The invention provides a self-Adaptive (API) path inference method for sparse tracks, which comprises (1) constructing a road network model to obtain a training set and a road section characterization vector, and initializing a model parameter set; (2) obtaining a candidate point set and a candidate path set Γ; (3) Calculating single-point features, namely distance features, of the track points, and front and back features, namely space features, time features, angle features and traffic correlation features, of two continuous track points; and calculates a path feature matrix. (4) encoding the features of the candidate trajectories; (5) Inputting the hidden layer characteristics into an attention layer, and obtaining the weight of each characteristic through a full connection layer; (6) And constructing a conditional random field model with self-adaptive weights by using the single-point features, the front-back features and the corresponding feature weights, and solving an optimal inferred path by using a dynamic programming algorithm. (7) the backward propagation algorithm updates the model parameter set. (8) training to converge the model and predict the path. The invention introduces a attention mechanism to adaptively adjust the weights of the characteristics of the track points under road network environments with different complexity, thereby achieving better matching effect under the complex road network environment.

Description

Self-adaptive path inference method for GPS track of vehicle

Technical Field

The invention belongs to the field of navigation and intelligent transportation, and particularly relates to a method for GPS track self-adaptive path inference.

Background

With the development of satellite navigation and positioning technology and the increasing reliance of human travel activities on navigation technology, the trajectory data of various human activities is increasingly important. In the background of the gradual popularization of various navigation positioning devices, a great amount of GPS track data is continuously generated at any time. However, there is a large error in the positioning result in the case where GPS signal propagation is disturbed due to the limitation of the GPS positioning itself and a partial scene. The use of non-post-processed GPS trajectory data can cause significant errors. Therefore, the data are often matched with the high-precision urban road network before being processed, so how to efficiently and accurately match the data is also an important loop in the data processing process.
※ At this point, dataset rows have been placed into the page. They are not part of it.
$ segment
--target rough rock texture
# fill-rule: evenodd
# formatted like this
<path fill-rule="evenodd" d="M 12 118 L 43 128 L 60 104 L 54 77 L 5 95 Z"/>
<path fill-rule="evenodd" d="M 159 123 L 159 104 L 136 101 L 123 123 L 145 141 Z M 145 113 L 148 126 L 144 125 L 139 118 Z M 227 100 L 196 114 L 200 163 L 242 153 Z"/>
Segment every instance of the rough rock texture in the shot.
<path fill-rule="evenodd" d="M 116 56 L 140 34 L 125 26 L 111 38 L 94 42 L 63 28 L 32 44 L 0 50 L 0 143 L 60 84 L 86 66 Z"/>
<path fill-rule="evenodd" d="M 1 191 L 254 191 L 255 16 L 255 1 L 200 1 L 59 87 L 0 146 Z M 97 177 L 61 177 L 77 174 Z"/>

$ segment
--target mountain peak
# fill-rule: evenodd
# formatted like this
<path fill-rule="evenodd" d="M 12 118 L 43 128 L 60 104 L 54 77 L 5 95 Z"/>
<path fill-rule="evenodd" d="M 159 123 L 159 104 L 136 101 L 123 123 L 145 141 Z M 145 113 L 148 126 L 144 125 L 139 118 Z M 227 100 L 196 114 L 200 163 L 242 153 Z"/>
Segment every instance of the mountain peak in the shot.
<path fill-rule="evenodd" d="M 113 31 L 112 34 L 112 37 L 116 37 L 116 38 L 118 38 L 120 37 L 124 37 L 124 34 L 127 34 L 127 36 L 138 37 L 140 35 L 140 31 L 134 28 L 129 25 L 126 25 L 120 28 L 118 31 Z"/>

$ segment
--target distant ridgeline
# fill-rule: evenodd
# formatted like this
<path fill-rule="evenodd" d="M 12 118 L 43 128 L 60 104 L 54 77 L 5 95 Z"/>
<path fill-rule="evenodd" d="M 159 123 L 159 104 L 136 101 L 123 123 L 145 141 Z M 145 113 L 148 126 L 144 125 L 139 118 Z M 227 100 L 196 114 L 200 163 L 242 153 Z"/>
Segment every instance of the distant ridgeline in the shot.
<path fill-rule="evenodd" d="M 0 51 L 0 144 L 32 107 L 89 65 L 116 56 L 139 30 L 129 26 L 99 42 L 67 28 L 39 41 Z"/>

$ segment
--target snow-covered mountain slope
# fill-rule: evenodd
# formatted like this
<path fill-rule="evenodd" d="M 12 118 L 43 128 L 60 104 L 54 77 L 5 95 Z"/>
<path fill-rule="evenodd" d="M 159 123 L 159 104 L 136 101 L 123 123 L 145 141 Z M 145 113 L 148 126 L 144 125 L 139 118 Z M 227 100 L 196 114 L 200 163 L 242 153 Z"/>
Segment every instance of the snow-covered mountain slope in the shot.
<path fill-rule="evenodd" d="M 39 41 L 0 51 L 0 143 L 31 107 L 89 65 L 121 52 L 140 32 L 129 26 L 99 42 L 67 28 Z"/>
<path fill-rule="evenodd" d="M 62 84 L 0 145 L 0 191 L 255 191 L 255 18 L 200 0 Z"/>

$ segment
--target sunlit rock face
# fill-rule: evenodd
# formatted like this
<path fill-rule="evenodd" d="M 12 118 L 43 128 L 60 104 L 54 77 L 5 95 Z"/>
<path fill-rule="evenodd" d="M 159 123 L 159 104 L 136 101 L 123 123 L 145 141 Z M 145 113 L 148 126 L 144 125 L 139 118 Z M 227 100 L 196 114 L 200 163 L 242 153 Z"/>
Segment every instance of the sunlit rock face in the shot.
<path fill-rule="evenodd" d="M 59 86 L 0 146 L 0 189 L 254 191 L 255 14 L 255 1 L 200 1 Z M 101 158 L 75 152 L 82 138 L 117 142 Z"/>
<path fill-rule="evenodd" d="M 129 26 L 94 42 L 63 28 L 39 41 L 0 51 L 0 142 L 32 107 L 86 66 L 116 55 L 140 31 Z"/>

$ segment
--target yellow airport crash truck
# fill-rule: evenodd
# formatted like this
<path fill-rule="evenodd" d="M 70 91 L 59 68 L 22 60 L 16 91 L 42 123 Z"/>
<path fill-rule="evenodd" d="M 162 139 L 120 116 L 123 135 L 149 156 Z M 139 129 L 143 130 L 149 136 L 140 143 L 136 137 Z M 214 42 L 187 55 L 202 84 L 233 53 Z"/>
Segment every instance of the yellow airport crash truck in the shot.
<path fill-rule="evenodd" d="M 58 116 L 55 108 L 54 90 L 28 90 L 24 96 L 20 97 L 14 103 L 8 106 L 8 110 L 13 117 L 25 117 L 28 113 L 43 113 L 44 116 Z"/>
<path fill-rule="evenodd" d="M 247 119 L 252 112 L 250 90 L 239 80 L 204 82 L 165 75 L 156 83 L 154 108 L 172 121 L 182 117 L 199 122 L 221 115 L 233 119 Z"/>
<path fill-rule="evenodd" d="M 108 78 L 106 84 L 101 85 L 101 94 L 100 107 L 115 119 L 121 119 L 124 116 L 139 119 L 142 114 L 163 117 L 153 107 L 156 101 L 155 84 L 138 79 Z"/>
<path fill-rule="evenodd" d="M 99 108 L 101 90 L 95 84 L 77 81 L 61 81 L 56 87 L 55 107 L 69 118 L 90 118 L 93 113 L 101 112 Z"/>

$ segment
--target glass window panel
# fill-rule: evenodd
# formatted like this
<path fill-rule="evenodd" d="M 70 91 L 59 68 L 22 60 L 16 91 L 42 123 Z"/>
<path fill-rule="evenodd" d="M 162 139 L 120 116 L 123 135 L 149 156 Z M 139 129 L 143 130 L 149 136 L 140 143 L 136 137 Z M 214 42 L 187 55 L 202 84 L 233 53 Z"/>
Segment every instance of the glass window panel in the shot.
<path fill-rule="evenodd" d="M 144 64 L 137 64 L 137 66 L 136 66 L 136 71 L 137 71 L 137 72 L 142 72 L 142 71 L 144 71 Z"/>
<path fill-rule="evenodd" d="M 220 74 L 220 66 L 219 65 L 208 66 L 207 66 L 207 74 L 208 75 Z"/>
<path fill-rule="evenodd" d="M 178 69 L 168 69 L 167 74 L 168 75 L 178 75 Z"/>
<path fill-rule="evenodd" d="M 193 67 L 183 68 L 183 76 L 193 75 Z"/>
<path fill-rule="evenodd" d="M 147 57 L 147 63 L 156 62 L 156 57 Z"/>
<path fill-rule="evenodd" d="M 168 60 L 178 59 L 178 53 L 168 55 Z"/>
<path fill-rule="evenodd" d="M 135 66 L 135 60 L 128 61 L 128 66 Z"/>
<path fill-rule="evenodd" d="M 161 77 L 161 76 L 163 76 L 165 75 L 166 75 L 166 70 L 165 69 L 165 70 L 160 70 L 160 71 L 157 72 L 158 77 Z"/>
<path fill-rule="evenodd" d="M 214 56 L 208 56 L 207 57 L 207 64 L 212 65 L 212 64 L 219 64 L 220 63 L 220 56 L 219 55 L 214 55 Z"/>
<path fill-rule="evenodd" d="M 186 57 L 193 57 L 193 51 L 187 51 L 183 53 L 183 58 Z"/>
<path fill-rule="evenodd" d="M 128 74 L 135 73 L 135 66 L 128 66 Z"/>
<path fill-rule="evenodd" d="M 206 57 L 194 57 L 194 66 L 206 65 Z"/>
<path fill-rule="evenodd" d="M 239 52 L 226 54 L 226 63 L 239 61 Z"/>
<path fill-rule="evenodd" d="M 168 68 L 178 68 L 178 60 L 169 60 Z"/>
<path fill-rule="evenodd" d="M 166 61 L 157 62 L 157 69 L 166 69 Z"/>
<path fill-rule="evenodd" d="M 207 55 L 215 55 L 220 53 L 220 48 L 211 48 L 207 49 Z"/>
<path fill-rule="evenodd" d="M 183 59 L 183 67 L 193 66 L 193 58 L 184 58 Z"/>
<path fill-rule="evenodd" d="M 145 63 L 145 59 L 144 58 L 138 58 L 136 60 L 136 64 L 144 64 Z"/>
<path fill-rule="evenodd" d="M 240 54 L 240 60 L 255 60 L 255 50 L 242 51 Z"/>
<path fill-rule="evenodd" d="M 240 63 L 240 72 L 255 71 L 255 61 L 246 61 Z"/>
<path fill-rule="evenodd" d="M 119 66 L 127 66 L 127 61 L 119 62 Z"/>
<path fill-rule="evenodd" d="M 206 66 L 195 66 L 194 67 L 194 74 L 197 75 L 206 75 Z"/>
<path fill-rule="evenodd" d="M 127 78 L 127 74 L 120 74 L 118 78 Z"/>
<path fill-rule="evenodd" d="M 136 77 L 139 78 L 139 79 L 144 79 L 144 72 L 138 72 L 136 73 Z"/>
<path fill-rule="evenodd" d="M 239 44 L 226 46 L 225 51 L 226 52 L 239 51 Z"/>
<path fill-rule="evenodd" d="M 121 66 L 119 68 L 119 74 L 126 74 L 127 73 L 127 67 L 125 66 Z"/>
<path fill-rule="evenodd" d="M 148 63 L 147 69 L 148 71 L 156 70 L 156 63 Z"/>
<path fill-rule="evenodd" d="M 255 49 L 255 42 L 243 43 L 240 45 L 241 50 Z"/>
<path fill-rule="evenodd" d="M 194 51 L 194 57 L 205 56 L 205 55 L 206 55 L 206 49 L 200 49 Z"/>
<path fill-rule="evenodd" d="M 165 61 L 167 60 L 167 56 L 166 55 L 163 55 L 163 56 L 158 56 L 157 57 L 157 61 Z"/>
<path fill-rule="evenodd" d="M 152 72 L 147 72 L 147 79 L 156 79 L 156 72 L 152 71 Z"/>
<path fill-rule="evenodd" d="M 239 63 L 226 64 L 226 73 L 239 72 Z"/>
From the process of matching track data, the simplest method for matching the GPS track points to the road network is to match the track points to the road sections closest to the track points. However, in the actual matching process, many factors can occur to influence the accuracy of the matching result. For example, the longer the GPS signal sampling rate has a great influence on the matching, the longer the sampling time interval, the greater the matching difficulty, and the complexity of the road increases the matching difficulty.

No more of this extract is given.